Un elemento que también aparecía en El espíritu de la colmena, pero que llega a concretarse y a adquirir un peso relevante en El sur (1983), el siguiente largometraje del director, es el frío. Un frío geográfico, proveniente de la zona en la que se sitúa la narración, y que es condicionante y consecuencia simultáneamente de un frío interior, el de Estrella y, sobre todo, el de su padre Agustín, que es víctima de la melancolía y la añoranza de las cálidas tierras a las que hace referencia el título.

La película empieza con un plano completamente negro en el que poco a poco va entrando la luz, dando forma a los objetos y volúmenes de lo que rápidamente descubrimos es una habitación donde duerme Estrella. Y a pesar de permitir esta irrupción de luz, la penumbra nunca termina de abandonar a los personajes de El Sur; la sombra que les rodea los aísla del fondo y resalta sus figuras, como en el célebre chiaroscuro de Caravaggio y posteriormente Rembrandt.

Pero estas comparaciones, que quedan tremendamente reducidas a una enumeración de similitudes en cuanto a gestión de la luz, la composición, el encuadre y la puesta de escena, son la superficie de una conexión mucho más esencial entre ambas disciplinas, o al menos así lo entiende el propio Victor Erice: «más importantes me parecen otras [relaciones], de carácter subterráneo, presentes desde los orígenes, pero que han aparecido a medida que el cine, a la par que se hacía adulto, se ha ido definiendo como medio de conocimiento, interrogándose sobre los límites de sus prácticas, y asumiendo los caracteres de una determinada modernidad».

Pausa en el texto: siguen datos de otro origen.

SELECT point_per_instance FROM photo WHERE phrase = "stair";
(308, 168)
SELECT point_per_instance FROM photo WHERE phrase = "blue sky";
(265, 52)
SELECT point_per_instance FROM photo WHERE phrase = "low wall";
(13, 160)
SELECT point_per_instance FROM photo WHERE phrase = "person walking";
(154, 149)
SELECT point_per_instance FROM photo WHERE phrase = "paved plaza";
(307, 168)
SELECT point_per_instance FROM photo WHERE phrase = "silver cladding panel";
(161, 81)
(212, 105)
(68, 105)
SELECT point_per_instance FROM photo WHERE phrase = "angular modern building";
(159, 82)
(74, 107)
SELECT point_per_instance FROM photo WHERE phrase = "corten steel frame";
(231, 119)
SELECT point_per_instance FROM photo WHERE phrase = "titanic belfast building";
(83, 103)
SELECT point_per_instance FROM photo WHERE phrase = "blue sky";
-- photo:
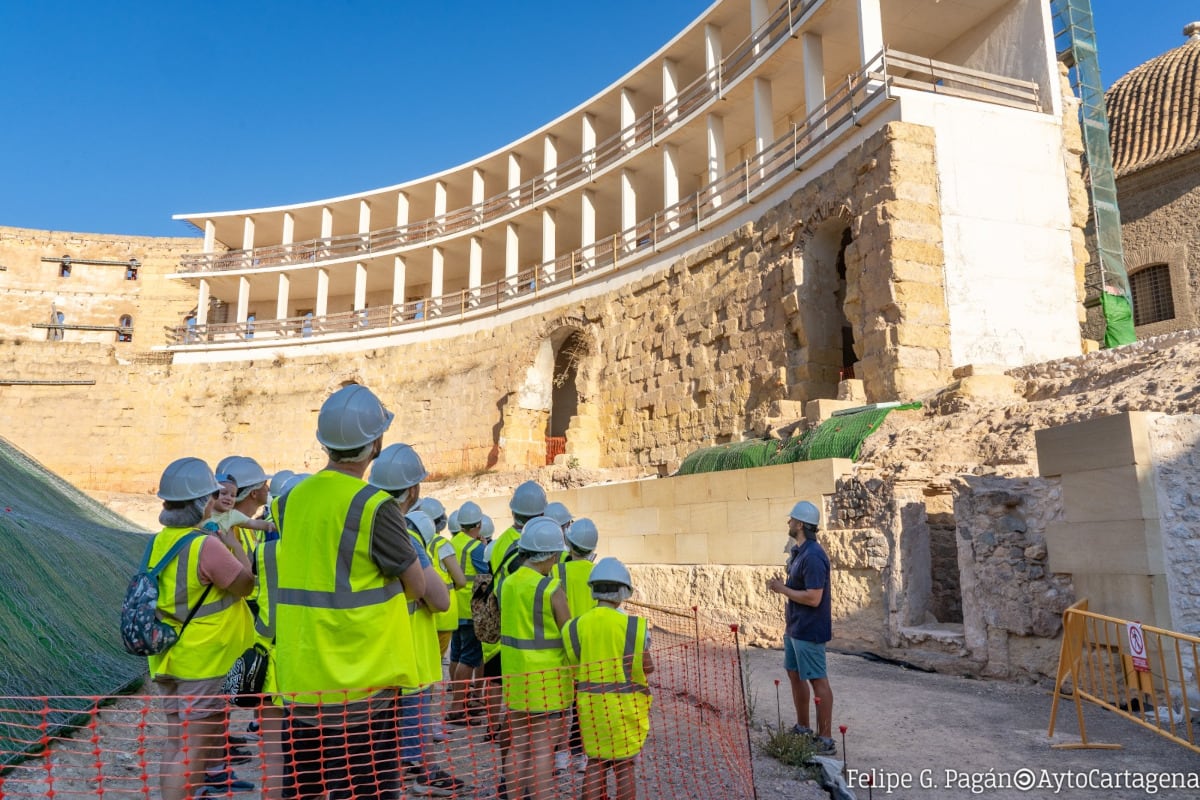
(118, 115)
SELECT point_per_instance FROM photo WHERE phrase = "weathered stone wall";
(94, 294)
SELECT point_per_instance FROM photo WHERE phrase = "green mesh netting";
(65, 561)
(839, 437)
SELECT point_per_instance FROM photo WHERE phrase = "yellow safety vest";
(219, 632)
(574, 576)
(425, 638)
(447, 620)
(613, 697)
(534, 678)
(341, 625)
(463, 546)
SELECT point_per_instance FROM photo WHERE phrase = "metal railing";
(845, 107)
(648, 128)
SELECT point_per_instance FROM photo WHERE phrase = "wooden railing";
(845, 107)
(648, 128)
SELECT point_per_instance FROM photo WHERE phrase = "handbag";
(245, 680)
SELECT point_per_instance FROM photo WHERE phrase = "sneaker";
(823, 746)
(225, 782)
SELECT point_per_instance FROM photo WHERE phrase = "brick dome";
(1155, 109)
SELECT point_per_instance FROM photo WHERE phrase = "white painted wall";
(1006, 228)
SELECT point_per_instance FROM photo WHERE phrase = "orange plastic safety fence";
(449, 740)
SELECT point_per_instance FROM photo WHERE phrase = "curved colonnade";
(583, 217)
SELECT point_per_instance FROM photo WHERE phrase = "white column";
(714, 163)
(549, 247)
(588, 227)
(870, 30)
(247, 233)
(360, 286)
(281, 296)
(670, 89)
(550, 162)
(514, 178)
(763, 118)
(628, 119)
(243, 298)
(671, 185)
(713, 56)
(628, 210)
(437, 272)
(202, 304)
(399, 278)
(475, 270)
(814, 76)
(759, 12)
(322, 307)
(511, 257)
(588, 142)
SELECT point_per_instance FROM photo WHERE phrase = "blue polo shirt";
(808, 567)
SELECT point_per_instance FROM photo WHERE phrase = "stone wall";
(93, 294)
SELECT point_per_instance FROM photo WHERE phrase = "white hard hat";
(245, 471)
(583, 535)
(559, 513)
(186, 479)
(423, 524)
(541, 535)
(528, 499)
(805, 511)
(610, 570)
(397, 468)
(469, 515)
(352, 417)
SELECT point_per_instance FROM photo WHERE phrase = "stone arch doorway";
(826, 332)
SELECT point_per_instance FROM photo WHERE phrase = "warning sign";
(1137, 647)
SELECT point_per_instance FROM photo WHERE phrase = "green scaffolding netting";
(839, 437)
(65, 561)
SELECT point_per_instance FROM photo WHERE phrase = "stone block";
(1122, 547)
(1105, 441)
(1109, 494)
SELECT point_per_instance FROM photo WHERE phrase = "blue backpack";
(142, 632)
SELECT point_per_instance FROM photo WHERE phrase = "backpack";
(485, 606)
(142, 632)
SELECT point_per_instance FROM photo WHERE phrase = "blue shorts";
(465, 647)
(805, 659)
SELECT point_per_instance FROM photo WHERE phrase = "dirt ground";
(958, 734)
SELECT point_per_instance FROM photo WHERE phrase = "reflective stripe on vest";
(539, 641)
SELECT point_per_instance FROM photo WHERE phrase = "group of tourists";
(354, 588)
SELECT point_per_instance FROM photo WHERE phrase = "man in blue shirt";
(809, 624)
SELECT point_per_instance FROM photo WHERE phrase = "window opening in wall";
(1151, 288)
(125, 329)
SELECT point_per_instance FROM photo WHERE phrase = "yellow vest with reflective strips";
(612, 695)
(463, 546)
(574, 576)
(425, 638)
(447, 620)
(535, 678)
(341, 625)
(219, 632)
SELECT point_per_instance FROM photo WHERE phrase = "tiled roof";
(1155, 109)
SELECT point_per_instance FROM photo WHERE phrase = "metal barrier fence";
(120, 746)
(1144, 673)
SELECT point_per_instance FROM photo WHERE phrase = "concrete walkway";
(948, 737)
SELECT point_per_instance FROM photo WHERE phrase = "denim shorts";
(804, 657)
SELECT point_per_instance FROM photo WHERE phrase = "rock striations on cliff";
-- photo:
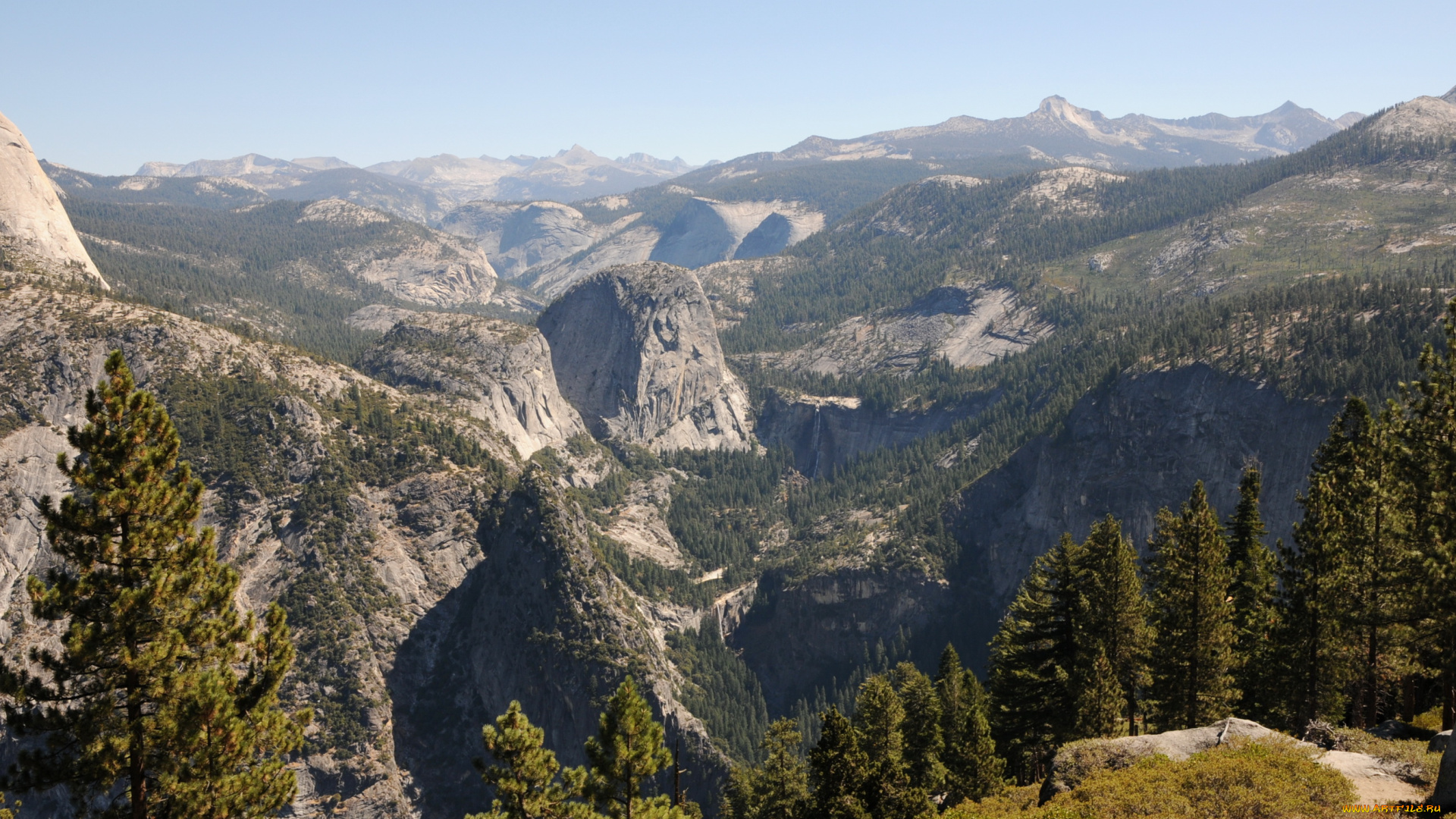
(637, 352)
(494, 371)
(36, 234)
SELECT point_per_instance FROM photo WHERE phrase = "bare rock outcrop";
(492, 369)
(710, 231)
(1424, 117)
(637, 353)
(1375, 780)
(431, 268)
(968, 325)
(36, 232)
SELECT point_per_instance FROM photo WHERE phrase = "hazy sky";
(105, 86)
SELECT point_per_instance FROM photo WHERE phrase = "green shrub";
(1244, 780)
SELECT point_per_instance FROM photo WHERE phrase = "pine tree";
(971, 767)
(1101, 701)
(1254, 592)
(1110, 621)
(924, 736)
(837, 770)
(1033, 654)
(780, 789)
(528, 780)
(1378, 563)
(1193, 617)
(1429, 438)
(145, 700)
(878, 730)
(628, 748)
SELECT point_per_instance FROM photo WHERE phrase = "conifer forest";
(893, 479)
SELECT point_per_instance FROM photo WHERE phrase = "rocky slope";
(829, 431)
(1076, 136)
(491, 369)
(568, 175)
(1130, 449)
(707, 231)
(549, 246)
(372, 516)
(36, 232)
(637, 353)
(968, 325)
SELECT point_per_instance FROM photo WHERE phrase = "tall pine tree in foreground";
(1033, 659)
(528, 780)
(1193, 617)
(1313, 634)
(1376, 557)
(1429, 460)
(780, 789)
(162, 700)
(839, 771)
(1110, 623)
(924, 735)
(1254, 592)
(626, 751)
(971, 767)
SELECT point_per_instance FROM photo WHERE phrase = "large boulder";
(36, 232)
(1446, 780)
(1079, 760)
(637, 352)
(1376, 781)
(495, 371)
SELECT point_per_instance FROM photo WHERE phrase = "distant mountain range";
(1055, 133)
(1062, 131)
(576, 174)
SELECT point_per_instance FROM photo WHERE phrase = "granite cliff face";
(802, 634)
(490, 369)
(36, 232)
(708, 231)
(541, 621)
(829, 431)
(637, 353)
(1130, 449)
(968, 325)
(428, 268)
(419, 556)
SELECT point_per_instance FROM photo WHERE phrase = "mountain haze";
(786, 420)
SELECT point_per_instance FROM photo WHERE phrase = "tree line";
(628, 751)
(1353, 621)
(159, 698)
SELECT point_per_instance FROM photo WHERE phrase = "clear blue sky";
(105, 86)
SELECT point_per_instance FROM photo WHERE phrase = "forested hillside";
(995, 409)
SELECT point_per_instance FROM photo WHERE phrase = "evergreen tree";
(1033, 654)
(1111, 623)
(1193, 617)
(1315, 595)
(1429, 460)
(1101, 701)
(161, 695)
(924, 736)
(780, 789)
(528, 780)
(878, 730)
(837, 770)
(1254, 592)
(971, 767)
(628, 748)
(1378, 563)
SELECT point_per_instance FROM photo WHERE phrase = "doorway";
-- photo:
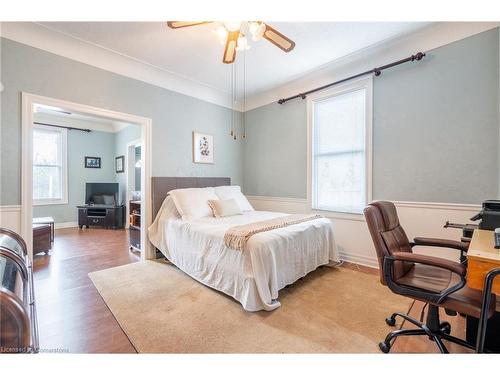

Es en El sol del membrillo donde las relaciones subrepticias entre cine y pintura se presentan con más transparencia. Al registrar el proceso creativo de Antonio López mientras pinta el membrillero de su jardín, Erice no sólo establece una relación de reciprocidad entre el objeto grabado y la cámara sino que hace una apología al gesto sobre el artefacto. El acto de crear como algo vivo, en movimiento, interrumpido constantemente por la realidad, que es todo lo demás. Es imposible capturar el membrillero tal y como es, al igual que es imposible embalsamar el pasado en El espíritu de la colmena. Pero en cada pincelada (y en cada plano) algo queda, un peso o un sedimento que volará con la menor brisa del viento pero en el que cabe una vida entera (canta Sergio Algora: «no pesa más de un gramo/todo lo que amo»).

«Los pintores y los cineastas no han dejado de observarse, quizás porque han tenido más de un sueño en común -entre otros, capturar la luz-, pero, sobre todo, porque, como señaló André Bazin, su trabajo ha obedecido originalmente a un mismo impulso mítico: la necesidad de superar el tiempo mediante la perennidad de la forma; el deseo, totalmente psicológico, de reemplazar el mundo exterior por su doble» (V. Erice).